I think every argument eventually and will inevitably break one of those commandments of logic. Arguments are about proving you are right while proving the other person is wrong and in order to do that certain laws of logic are broken in the creative process.
I place intuition over logic every time. Creativity is seldom, if ever, based on logic. Entertainment is not based on logic, it is a medium of intellect and emotion. Inventiveness is spawned from totally illogical concepts and romantic visions of things never seen, tried nor even imagined before. The boredom of logic is the region where mathematicians spend their time. Throw the 'logic commandments of debate' in the bin and let every participant present their argument in their own individual manner.
How are you breaking number 6? What was your starting point of possibilities and which was did you remove? Its not reducing it to two possibilities if you started with two.
It's not reducing the possibilities if the circumstances can only lead to true or false conclusions or yes and no answers.
Your debate topic doesn't break any of the laws, so the answer is no.

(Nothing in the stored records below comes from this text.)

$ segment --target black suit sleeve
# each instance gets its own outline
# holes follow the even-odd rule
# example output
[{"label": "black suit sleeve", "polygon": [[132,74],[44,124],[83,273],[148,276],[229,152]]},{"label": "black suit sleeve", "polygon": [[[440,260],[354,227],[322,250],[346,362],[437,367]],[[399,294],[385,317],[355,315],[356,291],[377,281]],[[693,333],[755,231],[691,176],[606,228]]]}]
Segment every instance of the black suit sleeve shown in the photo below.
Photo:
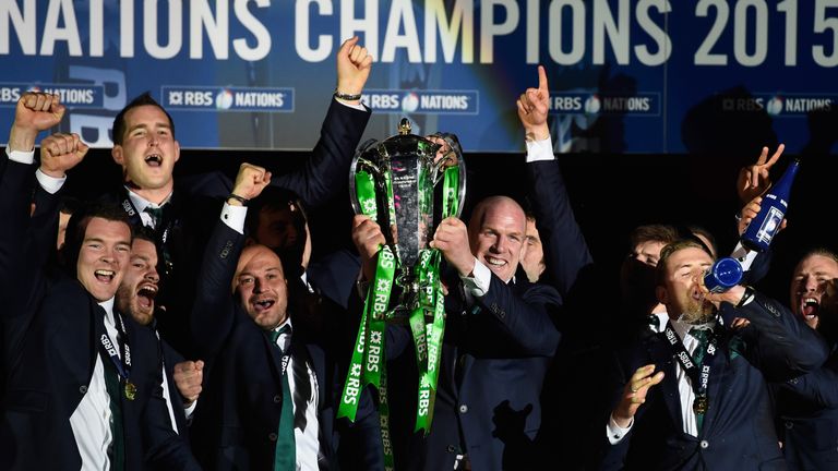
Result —
[{"label": "black suit sleeve", "polygon": [[838,408],[838,355],[833,354],[823,367],[791,378],[780,387],[822,408]]},{"label": "black suit sleeve", "polygon": [[199,357],[205,361],[215,358],[234,327],[230,282],[243,241],[244,235],[224,224],[219,217],[204,251],[190,330]]},{"label": "black suit sleeve", "polygon": [[[32,202],[36,208],[29,216]],[[8,161],[0,176],[0,316],[9,362],[20,353],[41,298],[44,268],[56,249],[58,203],[57,194],[47,193],[36,183],[34,165]]]},{"label": "black suit sleeve", "polygon": [[312,156],[300,170],[276,177],[271,184],[294,191],[311,208],[322,206],[346,188],[349,165],[369,119],[369,111],[332,99]]},{"label": "black suit sleeve", "polygon": [[594,259],[574,217],[559,162],[529,162],[527,176],[536,227],[544,251],[544,277],[566,298],[579,273]]},{"label": "black suit sleeve", "polygon": [[800,376],[826,361],[828,350],[821,336],[788,307],[761,293],[740,309],[725,303],[721,310],[726,321],[738,316],[751,322],[745,354],[770,382]]}]

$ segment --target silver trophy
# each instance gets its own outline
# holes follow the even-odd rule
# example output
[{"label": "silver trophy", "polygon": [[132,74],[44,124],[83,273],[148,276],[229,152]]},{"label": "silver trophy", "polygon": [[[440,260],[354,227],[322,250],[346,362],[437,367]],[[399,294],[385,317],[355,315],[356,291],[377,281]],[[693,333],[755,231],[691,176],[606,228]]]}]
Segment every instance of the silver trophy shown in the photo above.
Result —
[{"label": "silver trophy", "polygon": [[[349,168],[349,189],[356,214],[363,214],[356,174],[364,171],[374,182],[376,222],[397,261],[395,285],[400,293],[396,297],[395,317],[403,317],[404,311],[416,303],[421,287],[415,268],[442,220],[441,204],[445,195],[440,183],[445,170],[454,166],[459,168],[456,197],[463,202],[466,169],[456,137],[433,134],[426,138],[411,134],[410,121],[405,118],[399,122],[398,134],[384,141],[363,143]],[[459,217],[460,212],[462,204],[457,204],[455,215]]]}]

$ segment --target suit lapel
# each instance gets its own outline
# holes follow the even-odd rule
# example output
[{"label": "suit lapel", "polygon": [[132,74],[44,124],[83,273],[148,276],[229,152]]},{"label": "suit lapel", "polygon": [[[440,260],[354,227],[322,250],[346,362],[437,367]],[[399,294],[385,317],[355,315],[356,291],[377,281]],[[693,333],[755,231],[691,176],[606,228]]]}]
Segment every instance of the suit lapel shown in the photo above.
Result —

Like I said, those options intrinsically fall under the negative position and thus aren't reductions. You inadvertantly included them with your wording.
If your intent was to reduce the debate positions to only two possibilities then you failed.

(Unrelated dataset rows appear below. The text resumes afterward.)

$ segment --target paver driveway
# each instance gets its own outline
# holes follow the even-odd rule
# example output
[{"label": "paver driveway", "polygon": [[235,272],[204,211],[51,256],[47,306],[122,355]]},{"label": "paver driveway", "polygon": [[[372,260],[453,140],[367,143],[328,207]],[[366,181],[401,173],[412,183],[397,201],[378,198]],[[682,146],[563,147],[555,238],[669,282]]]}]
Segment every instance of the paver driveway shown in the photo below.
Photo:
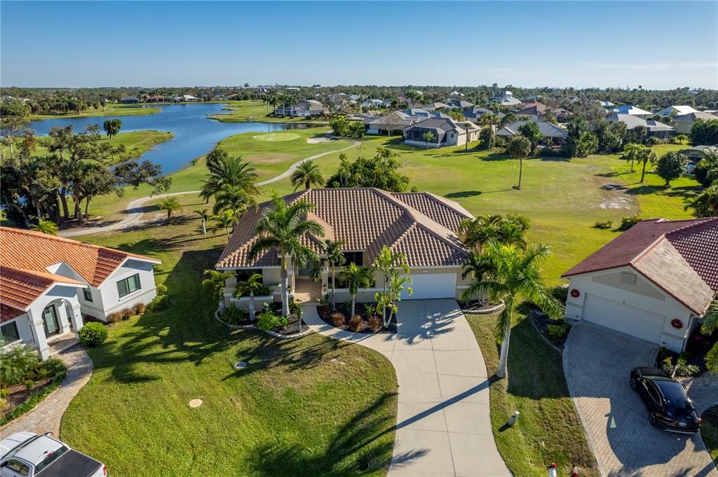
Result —
[{"label": "paver driveway", "polygon": [[491,432],[483,357],[455,301],[401,302],[396,336],[338,330],[313,308],[304,319],[315,331],[376,349],[393,364],[399,387],[390,477],[510,475]]},{"label": "paver driveway", "polygon": [[652,365],[656,348],[582,323],[564,351],[569,389],[604,476],[718,477],[700,435],[652,428],[630,370]]}]

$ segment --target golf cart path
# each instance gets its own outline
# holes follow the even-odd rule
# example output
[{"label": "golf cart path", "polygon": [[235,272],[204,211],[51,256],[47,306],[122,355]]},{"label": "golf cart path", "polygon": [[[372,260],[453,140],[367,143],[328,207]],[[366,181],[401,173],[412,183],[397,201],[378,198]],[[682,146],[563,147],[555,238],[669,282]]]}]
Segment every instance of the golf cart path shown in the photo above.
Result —
[{"label": "golf cart path", "polygon": [[[320,157],[325,156],[328,156],[329,154],[335,154],[340,152],[344,152],[345,151],[348,151],[353,148],[358,147],[361,143],[358,141],[353,141],[352,143],[346,147],[342,148],[340,149],[336,149],[335,151],[327,151],[327,152],[320,153],[318,154],[314,154],[314,156],[310,156],[309,157],[305,157],[303,159],[300,159],[292,164],[289,169],[286,169],[279,176],[275,176],[271,179],[268,179],[266,181],[262,181],[261,182],[258,182],[258,186],[266,186],[273,182],[278,182],[282,179],[286,179],[292,175],[297,168],[299,167],[303,162],[307,161],[313,161],[314,159],[317,159]],[[73,229],[68,229],[67,230],[60,230],[57,232],[57,235],[60,237],[79,237],[80,235],[87,235],[88,234],[97,234],[104,232],[111,232],[113,230],[119,230],[122,229],[126,229],[129,227],[134,225],[140,220],[142,219],[142,216],[144,213],[142,212],[142,207],[147,201],[152,199],[164,199],[164,197],[170,197],[176,195],[185,195],[187,194],[199,194],[200,191],[183,191],[182,192],[171,192],[169,194],[158,194],[154,196],[149,196],[146,197],[141,197],[141,199],[136,199],[131,202],[127,204],[127,208],[126,211],[127,212],[127,217],[120,220],[119,222],[115,222],[114,224],[111,224],[109,225],[103,225],[101,227],[81,227]]]}]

Then why are you even on this website? It's kind of hard not to have two thousand points when you have two hundred useless debates and even more useless posts.
What are you talking about? I have more than 36,000 points and 6 years worth of debates and arguments (which is more than 200 useless debates and even more useless posts). So get your facts straight. ;)
You said all our debates. You seem to be unaware of the "Perspectives" debate option. Perhaps it proved difficult to read that far, which is understandable.
The number one rule for CD debates is leaving the door open for an attack. Otherwise, no one comes to the party. So, for example, who would go to a debate titled: "Without Oxygen, you would die?"
You can achieve the same effect by having a typo in your debate title or by having a debate title that is not grammatically correct. People look for something to nit-pick.
A yes or no question only has two answers, but there are many justifications for an answer. If it was just you click a button to vote for the side that you think is right, then it might be, but since we are given the chance to explain ourselves, then I don't think we are.